O cronista do Público Pedro Lomba andou a viajar pela Holanda este Verão. E quem fala da Holanda não pode deixar de referir, não as tulipas, mas o sexo. Não na Holanda mas no Times, o cronista aprendeu, pela boca de um adolescente holandês, que «o sexo anal dói no princípio mas se persistirmos pode ser bastante agradável». O cronista também aproveitou para usar vocábulos raros, como intercurso: «As holandesas marcam na agenda os dias da semana em que têm intercurso com os maridos» («Repressão sexual», Pedro Lomba, Público, 14.9.2010, p. 44). Parece anglicismo disfarçado, sexual intercourse, não é? Mas não. Se o Dicionário da Língua Portuguesa da Porto Editora o ignora, o Dicionário Priberam da Língua Portuguesa e o Dicionário Houaiss registam-no: «comunicação, trato; relacionamento». E este último dicionário exemplifica: «intercurso sexual».
[Post 3884]
6 comentários:
Acabo precimente de ler esse artigo, e também me chamou a atenção. Se bem me lembro, Gilberto Freyre, na «Casa Grande & Senzala», chama-lhe também «congresso», como se tivéssemos míngua de palavras para baptizar a coisa. Há-de vir tudo do inglês, para não variar, acabando por merecer o beneplácito de qualquer dicionário mais arteiro, logo seguido pelos seus congéneres, que não se resignam a prescindir de mais uma entrada, por espúria que seja, atestando com fidelidade o processo de «enriquecimento» de que a língua sai com uma mão atrás e outra à frente.
- Montexto
Fico intercorrido com estes cronistas de hímen permissivo.
Permita-me discordar. O termo "intercourse" em inglês tem um significado simples em português: "coito".
"Intercurso" existe certamente em português, mas a interpretação que lhe dão os dicionários - "comunicação, trato; relacionamento" ou até "intercurso sexual" - não são bem a mesma coisa.
Lomba estaria a traduzir do inglês "sexual intercourse"; no contexto, julgo que só "coito" seria apropriado.
Lomba também podia ter escrito "cópula" que não é feio. Ou então, "truca-truca" como disse Natália Correia...
Natália nunca diria "intercurso", certamente... ;-)

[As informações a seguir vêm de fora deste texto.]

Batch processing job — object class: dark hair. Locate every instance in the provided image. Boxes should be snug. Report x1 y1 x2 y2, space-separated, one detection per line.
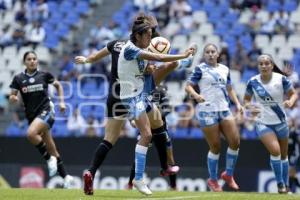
23 51 37 62
258 53 288 76
130 14 154 43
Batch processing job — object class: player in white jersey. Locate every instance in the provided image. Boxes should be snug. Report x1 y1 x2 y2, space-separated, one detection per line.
244 55 297 193
112 16 194 195
185 44 243 192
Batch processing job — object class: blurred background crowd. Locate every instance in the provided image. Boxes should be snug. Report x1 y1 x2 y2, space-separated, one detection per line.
0 0 300 139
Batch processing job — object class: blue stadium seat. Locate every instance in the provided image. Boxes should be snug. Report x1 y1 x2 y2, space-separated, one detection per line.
75 0 90 15
283 0 298 12
173 127 189 138
63 12 80 26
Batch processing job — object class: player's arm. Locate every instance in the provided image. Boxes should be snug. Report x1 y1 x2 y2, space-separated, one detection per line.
9 89 19 103
138 48 195 62
75 47 110 64
226 85 243 113
52 80 66 112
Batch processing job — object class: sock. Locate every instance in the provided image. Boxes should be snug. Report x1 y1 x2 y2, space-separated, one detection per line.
128 162 135 185
169 174 177 189
35 141 51 160
207 151 220 180
281 159 289 186
270 155 283 184
57 157 67 178
89 140 113 177
151 126 168 170
226 147 239 176
134 144 148 180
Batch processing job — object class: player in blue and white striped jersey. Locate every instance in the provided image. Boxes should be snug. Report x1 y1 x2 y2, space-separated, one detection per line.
118 17 194 195
186 44 243 192
244 55 297 193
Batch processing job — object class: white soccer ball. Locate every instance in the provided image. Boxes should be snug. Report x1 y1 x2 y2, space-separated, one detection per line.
148 37 171 54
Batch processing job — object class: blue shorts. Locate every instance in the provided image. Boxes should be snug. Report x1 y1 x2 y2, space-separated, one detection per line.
196 110 232 127
121 93 148 119
255 122 289 139
28 109 55 129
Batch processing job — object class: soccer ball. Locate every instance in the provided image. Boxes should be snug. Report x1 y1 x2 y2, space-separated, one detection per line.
148 37 171 54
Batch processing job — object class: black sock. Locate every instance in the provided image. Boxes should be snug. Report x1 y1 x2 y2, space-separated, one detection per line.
169 174 177 189
128 162 135 185
57 157 67 178
151 126 168 170
89 140 112 177
35 141 50 160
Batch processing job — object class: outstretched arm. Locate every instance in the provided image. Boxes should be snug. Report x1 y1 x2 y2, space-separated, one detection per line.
53 80 66 112
75 47 110 64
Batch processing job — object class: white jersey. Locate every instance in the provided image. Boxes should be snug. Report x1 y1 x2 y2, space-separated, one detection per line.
118 41 147 99
188 63 231 112
246 72 293 125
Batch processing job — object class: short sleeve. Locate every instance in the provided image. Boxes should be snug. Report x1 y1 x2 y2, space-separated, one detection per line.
188 66 202 85
106 40 117 53
124 45 142 60
9 76 20 90
245 80 253 96
46 72 55 84
282 76 293 93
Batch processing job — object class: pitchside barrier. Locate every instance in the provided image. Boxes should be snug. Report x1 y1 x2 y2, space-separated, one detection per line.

Já agora: é com hífen, não é?
Melhor, melhor — será «relações sexuais». Contudo, ainda agora não me parece que seja puro decalque do inglês. O leitor Paulo Araujo mandou-me a seguinte abonação retirada do Dicionário Aurélio: «Versátil no intercurso sexual, não desdenharia [D. Pedro I] as mulheres aparentemente menos dotadas» (Otávio Tarquínio de Sousa, A Vida de D. Pedro I, I, pp. 106-107).» A obra data de 1952, época ainda relativamente fechada à invasão de anglicismos. Sim, bem sei que o autor é brasileiro, mas ainda assim, julgo tratar-se meramente de uma forma idêntica de formular o conceito.
Não lhe dêem mais voltas: a coisa, de tão evidente, nem precisa de ser provada. Alguém imagina tal palavra na boca ou pena de Castilho, Garrett, Herculano, Camilo, Júlio Dinis, Ramalho, Antero, Junqueiro, Cesário, Nobre, Pessanha, Aquilino, até Pessoa, apesar de abeberado no inglês, ou Torga ou J. de Araújo Correia, ou, no Brasil, Machado de assis ou Graciliano Ramos, tudo gente conhecedora da sua língua, como dantes se exigia de quem se abalançava a publicar? Estou que a pergunta se responde por si.